The entire CyberKnife procedure is typically completed in just 1 to 5 out-patient sessions, providing a shorter overall course of treatment compared to conventional radiation therapy which typically takes 30-40 sessions. The condensed treatment schedule causes less disruption of patients' daily lives and enables those people who are unable to travel a month or more for care to receive radiation therapy treatments delivered with sub-millimeter precision and accuracy.

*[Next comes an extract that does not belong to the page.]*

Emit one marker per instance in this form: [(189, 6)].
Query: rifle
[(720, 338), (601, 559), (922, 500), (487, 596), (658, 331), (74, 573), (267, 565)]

Improving Patient Outcomes in Egypt
Hospital 57357 continues its legacy of innovation with the installation and treatment of the first patients in Egypt and Africa using the CyberKnife System. The radiation treatment delivered with the system is a non-invasive, non-surgical, typically pain-free outpatient procedure that does not require incisions or general anesthesia. Most patients will not require hospitalization or experience a long recovery period following the treatment procedure.